Chapter 14: THE ELEVENTH DOOR
Edilio was the first to finally open the eleventh door. He pushed aside the heavy steel door, stepped inside the room, and looked around. He appraised the room carefully, almost calculating, as though making sure it was as Future-Malik had said it would be.
The room was barren. Steel walls, steel floors. But at the very back of the room, on a pedestal putting it at roughly chest level, was a red button, with a pair of white electrodes dangling from wires attached to the platform. The button itself was inside a locked glass case.
Edilio walked over and held the electrodes in his hand. They looked like those things they would stick to your head to measure your brainwaves in the hospital. "Really?" he said out loud, almost laughing at the absurdity. They were inside a simulation, and yet they still apparently needed a physical attachment to the head in order to read the mind?
"What really?" a voice said, startling Edilio into dropping the electrodes. He spun and saw Armo. Cruz was coming in behind him. Edilio had not been the only one who was curious about the eleventh door.
Edilio winced. He wished it hadn't been Armo, but he figured that the Rockborn Gang all knew about the general nature of this room by now, if not the specifics.
"Remember, don't-" Edilio began, before seeming to remember who he was talking to. He exhaled sharply through his nose. "What this button represents is very powerful, and very dangerous. I am not telling you what to do. But it would be very, VERY terrible if anyone, anyone at all," he looked sternly at Cruz, as if he might just as well be talking to her instead of Armo, "abused this power."
Edilio wasn't yet really used to the roundabout way that Armo had to be "talked into" things. He had been warned that Armo could not be given orders. But actually speaking in a way that avoided any orders being given, was harder than it seemed.
"Have you tried it out yet?" Cruz asked innocently.
Edilio shook his head. "No. I can't even think of what to ask for. Seeing it now, it's more intimidating than I thought it would be. You would have to have total control over your own thoughts. You have to think about exactly what you want. If you suddenly picture, I don't know, a dragon or something, boom, you get a dragon. I figured there'd at least be a keyboard or something. Not freaking electrodes that you attach to your head."
Malik stepped into the room behind Armo and Cruz. The room was too big to feel crowded with just the four of them, but if the whole Rockborn Gang came in here, it might get more awkward. "No dragons," Malik said. "He said that it can't create anything living. The program will forbid it. A stuffed or a robotic dragon, maybe, but not a live one."
He looked a little wistfully at the button. He knew that he could not use it. Those electrodes, the total reliance on the thoughts of the person using the device, meant that there was a very real danger posed by the Dark Watchers. The Dark Watchers could reach into the thoughts of a morphed person, and might be able to exert their will over the morpher's own at that critical moment. And Malik, unlike the other members of the Rockborn Gang, could never de-morph.
Future-Malik had warned his simulated twin that this might be the case. He'd said that he would try to design a keyboard interface, but apparently that had not worked. Which, unfortunately, made sense. It would take a lot of words to convey the exact specifics of a physical object, you couldn't just type "apple" without the program wondering if you meant Granny Smith or Honeycrisp or Red Delicious. And even then, each individual apple was slightly different in infinite possible ways. Whereas a mental image of an apple, conveyed in intimate detail, could smooth out those differences, give the program something to work with besides long paragraphs of text that would require an AI to decipher.
Yes, Malik thought, a little bitterly, it made perfect sense to make the device thought-controlled. The whole point was to give the Rockborn Gang some illusion of control over their own simulation. It wouldn't make sense to then build an AI to interpret their wishes for them.
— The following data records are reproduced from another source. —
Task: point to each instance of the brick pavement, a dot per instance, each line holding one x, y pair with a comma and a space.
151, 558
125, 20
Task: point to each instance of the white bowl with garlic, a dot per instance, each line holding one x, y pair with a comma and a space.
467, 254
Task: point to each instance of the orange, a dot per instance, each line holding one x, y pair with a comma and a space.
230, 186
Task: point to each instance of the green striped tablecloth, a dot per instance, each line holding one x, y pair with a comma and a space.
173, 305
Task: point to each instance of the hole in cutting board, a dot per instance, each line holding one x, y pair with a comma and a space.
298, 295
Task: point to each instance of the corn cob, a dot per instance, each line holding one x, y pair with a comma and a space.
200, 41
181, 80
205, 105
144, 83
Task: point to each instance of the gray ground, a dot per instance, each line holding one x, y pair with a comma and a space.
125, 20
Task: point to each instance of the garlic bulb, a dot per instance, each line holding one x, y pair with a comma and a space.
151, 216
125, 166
Armo stepped forward as the first volunteer. "We should do a test run. And I have excellent control over my thoughts."
Edilio quirked an eyebrow. "As long as nobody tells you what to do," he said skeptically.
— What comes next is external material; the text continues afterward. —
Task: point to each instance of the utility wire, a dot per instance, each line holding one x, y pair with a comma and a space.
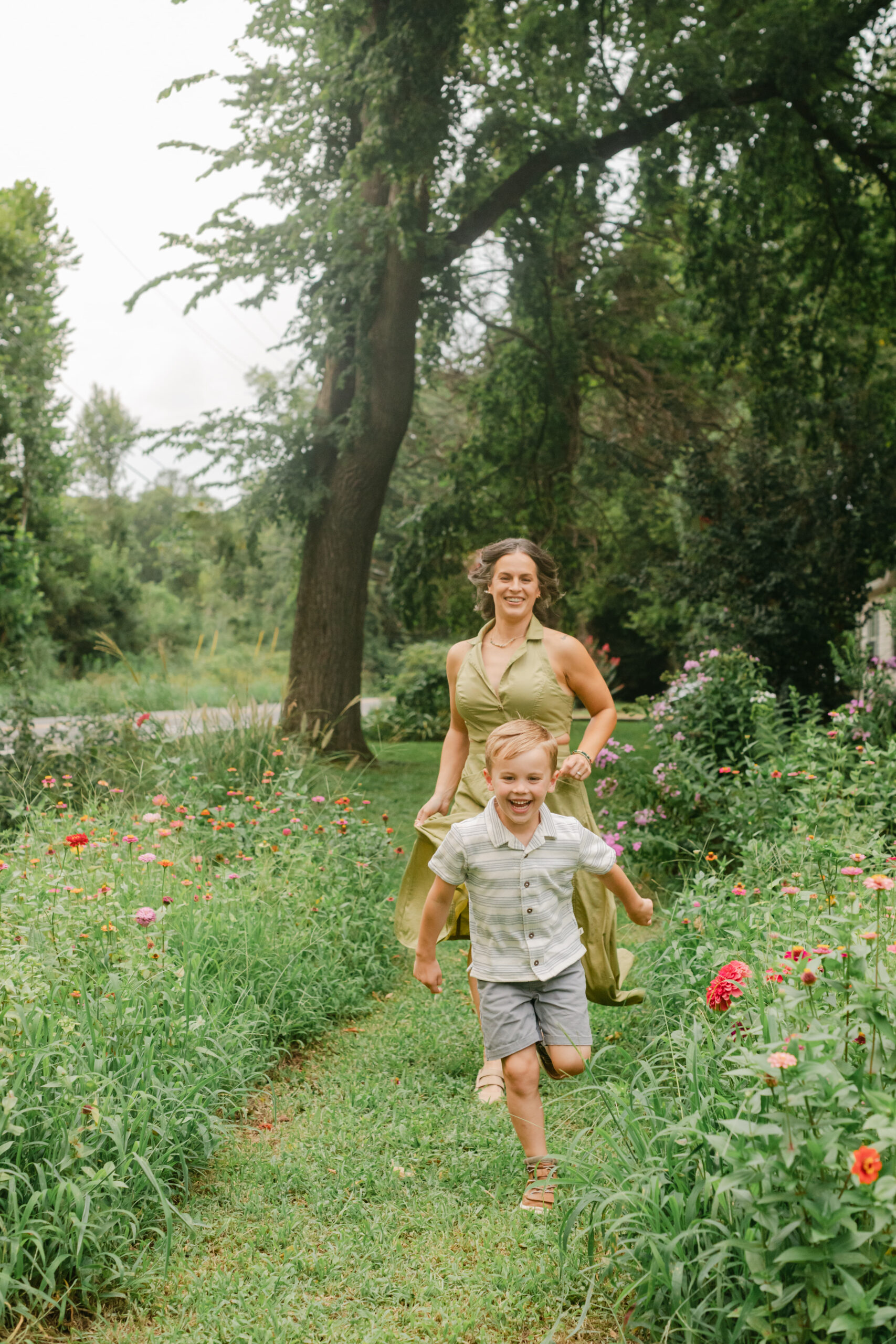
203, 335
Armo nodded. "Yeah, as long as that," he said with a grin, but then sobered. "I know I can seem like a loose cannon, and by my own admission I'm not the smartest among us, but the one thing I do have is complete and total control over my mind. That's the reason why nobody can tell me what to do. Trust me, more powerful people than you have tried to control me, and failed."
Edilio nodded respectfully, and stood aside. He almost started to tell Armo what object to produce for a test, but then realized he had no choice but to simply trust Armo.
Armo stepped forward. He turned the key in the lock and opened the glass case. Attached the electrodes. Closed his eyes and slowed his breathing. And pressed his palm gently, almost reverently, down on the button.
A single blueberry scone, complete with a napkin underneath, appeared at the center of the room.
Armo turned around and grinned. "I guess it works."
Edilio nodded approvingly. "Which means we now have just a little bit of control over this simulation we call reality. That's the first real good news we've had in a long time."